Prager spends hundreds of pages detailing the abortion debate while missing the fact that it isn’t about Mildred Jefferson or Norma McCorvey or Curtis Boyd. It is about the babies. The Roe baby all grown up is a glimpse at a single woman who would not exist if abortion had been legal. Shelley is one of millions, and she is not a pro-life gimmick. She is a person. Was she a person when Norma wanted to abort her? That is the question, and it is one that Prager steadfastly ignores despite the thoroughness of his research into the question that has riven America for decades.
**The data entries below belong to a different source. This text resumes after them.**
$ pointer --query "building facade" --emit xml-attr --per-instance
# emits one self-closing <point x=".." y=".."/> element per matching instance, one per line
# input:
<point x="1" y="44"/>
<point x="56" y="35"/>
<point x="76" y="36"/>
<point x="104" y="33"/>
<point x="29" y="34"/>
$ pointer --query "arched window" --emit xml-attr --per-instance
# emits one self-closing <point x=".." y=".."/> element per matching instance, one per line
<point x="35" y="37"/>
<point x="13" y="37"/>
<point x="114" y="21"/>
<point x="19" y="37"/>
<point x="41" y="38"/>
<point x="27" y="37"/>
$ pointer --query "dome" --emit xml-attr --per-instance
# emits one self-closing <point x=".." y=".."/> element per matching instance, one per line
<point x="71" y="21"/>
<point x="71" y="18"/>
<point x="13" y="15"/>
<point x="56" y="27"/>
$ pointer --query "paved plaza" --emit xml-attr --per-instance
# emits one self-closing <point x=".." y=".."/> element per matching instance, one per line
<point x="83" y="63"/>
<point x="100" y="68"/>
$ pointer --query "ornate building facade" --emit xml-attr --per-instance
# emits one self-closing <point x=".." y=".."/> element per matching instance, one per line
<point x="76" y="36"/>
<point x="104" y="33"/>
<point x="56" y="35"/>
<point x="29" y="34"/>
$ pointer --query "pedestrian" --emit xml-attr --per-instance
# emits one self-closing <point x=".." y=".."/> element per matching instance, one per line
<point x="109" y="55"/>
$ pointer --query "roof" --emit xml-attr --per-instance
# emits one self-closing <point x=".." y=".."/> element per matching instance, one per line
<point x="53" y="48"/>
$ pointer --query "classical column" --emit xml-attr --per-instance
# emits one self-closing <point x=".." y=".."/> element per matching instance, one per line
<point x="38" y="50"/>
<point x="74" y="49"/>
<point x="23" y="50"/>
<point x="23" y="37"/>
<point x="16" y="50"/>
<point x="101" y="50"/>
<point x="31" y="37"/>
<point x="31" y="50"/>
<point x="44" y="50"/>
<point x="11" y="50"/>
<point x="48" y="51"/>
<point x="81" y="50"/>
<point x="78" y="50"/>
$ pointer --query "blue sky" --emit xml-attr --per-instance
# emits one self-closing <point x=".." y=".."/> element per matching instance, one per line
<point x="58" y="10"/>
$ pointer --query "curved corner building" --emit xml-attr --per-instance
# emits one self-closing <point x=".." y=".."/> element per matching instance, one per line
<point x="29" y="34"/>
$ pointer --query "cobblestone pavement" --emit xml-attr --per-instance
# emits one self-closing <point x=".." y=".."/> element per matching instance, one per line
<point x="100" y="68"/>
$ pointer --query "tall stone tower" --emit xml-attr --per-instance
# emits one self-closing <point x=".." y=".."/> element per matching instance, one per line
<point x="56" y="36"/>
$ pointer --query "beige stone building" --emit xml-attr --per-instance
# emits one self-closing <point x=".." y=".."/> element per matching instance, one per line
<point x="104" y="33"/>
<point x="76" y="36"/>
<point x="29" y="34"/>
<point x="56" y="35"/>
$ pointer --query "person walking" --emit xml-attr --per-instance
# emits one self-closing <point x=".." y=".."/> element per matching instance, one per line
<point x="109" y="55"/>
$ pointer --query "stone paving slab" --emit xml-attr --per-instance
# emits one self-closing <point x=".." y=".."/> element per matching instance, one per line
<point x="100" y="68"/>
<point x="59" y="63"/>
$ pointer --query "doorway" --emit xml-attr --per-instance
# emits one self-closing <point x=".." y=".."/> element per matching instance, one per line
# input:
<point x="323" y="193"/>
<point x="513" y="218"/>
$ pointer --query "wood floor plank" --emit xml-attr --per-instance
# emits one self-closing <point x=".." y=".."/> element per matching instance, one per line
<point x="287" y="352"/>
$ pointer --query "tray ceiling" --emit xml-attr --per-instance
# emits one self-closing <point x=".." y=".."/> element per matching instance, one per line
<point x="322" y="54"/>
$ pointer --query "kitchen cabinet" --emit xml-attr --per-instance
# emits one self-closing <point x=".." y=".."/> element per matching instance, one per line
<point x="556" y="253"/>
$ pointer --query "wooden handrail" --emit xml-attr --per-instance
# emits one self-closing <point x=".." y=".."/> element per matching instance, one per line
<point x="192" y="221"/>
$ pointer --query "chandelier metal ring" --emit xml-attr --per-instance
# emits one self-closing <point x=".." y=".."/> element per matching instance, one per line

Norma McCorvey was haunted throughout her life by empty playgrounds, both because of the millions that had been aborted due to Roe v. Wade and because they reminded her of the three little girls she’d given up. In The Family Roe, Prager grapples with Norma, the girls, and the activists and abortionists on the opposing sides of the debate. To complete the picture, he should have grappled with the silence of the playgrounds and the children who filled dumpsters across America. He might have interviewed abortions survivors such as Gianna Jessen, Melissa Ohden, Claire Culwell, and others. We have never heard the voices of the missing millions, but we must try—because they were, so very briefly, with us once—and we killed them. Perhaps, in the year to come, we will finally put an end to the ruling that legalized their deaths: Roe v. Wade.

Jonathon Van Maren is a public speaker, writer, and pro-life activist. His commentary has appeared in National Review, The European Conservative, the National Post, and elsewhere. Jonathon is the author of The Culture War and Seeing Is Believing: Why Our Culture Must Face the Victims of Abortion as well as the co-author with Blaise Alleyne of A Guide to Discussing Assisted Suicide.